Parque Arqueológico de Alarcos-Calatrava
Alarcos
Situado en la margen izquierda del río Guadiana y a escasos kilómetros de Ciudad Real, Alarcos fue ocupado por el hombre desde la Edad del Bronce Pleno, y conoció dos etapas esplendorosas: una durante la época ibérica y otra en la Edad Media.
Las
excavaciones arqueológicas que se desarrollan desde 1984 han sacado a la luz
parte de la ciudad ibérica, el perímetro exterior del castillo y gran parte de
la muralla medieval, donde se ha encontrado una fosa común con restos de la
batalla que en 1195 enfrentó a musulmanes y cristianos.
Tras la ocupación almohade, los intentos de repoblación resultaron en vano, por lo que Alfonso X fundó Villa Real (Ciudad Real) en 1255, y trasladó allí a sus habitantes. En Alarcos queda una ermita como testigo de su grandeza.
Calatrava la Vieja
La antigua Qal'at Rabah islámica, es uno de los yacimientos medievales más importantes y mejor preservados de la Península.
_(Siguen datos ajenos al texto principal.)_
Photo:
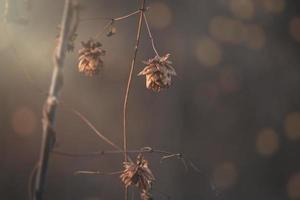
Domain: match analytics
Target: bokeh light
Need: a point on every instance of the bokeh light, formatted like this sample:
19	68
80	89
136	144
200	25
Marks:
267	142
274	6
243	9
255	36
227	29
160	15
292	125
293	186
24	121
229	80
208	52
225	175
295	28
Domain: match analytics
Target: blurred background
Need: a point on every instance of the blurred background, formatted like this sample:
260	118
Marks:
234	108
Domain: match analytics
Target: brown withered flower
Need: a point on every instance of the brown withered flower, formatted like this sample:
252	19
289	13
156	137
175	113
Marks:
158	73
90	60
139	175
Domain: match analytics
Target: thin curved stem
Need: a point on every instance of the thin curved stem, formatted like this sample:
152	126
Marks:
107	25
115	19
150	34
126	16
95	130
97	173
130	78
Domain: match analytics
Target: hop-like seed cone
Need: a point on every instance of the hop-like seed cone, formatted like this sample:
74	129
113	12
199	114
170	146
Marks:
138	174
90	60
158	73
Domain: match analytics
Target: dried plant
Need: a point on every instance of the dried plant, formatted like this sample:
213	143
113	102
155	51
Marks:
158	73
90	60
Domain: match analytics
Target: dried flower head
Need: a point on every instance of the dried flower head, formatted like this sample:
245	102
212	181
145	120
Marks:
139	175
158	73
90	60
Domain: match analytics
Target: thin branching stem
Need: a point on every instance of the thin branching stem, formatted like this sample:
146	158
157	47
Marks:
150	34
50	106
111	22
107	25
83	118
126	16
130	78
110	19
97	173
Su historia, junto al río Guadiana, transcurre entre los s. VIII y XV. Siempre con un papel primordial en la Meseta, fue el enclave urbano del poder califal en la región, la primera posesión templaria en Castilla, lugar de fundación de la primera Orden militar hispana y la ciudad más septentrional del Imperio almohade.

Conserva estructuras tan notables como un foso, todo el recinto amurallado, con torres pentagonales, “albarranas” y “corachas”, y dos puertas acodadas. En el alcázar destacan el magnífico arco triunfal de acceso, la gran sala de recepciones, el aljibe y las iglesias templaria y calatrava, y en los arrabales, los restos de una mezquita.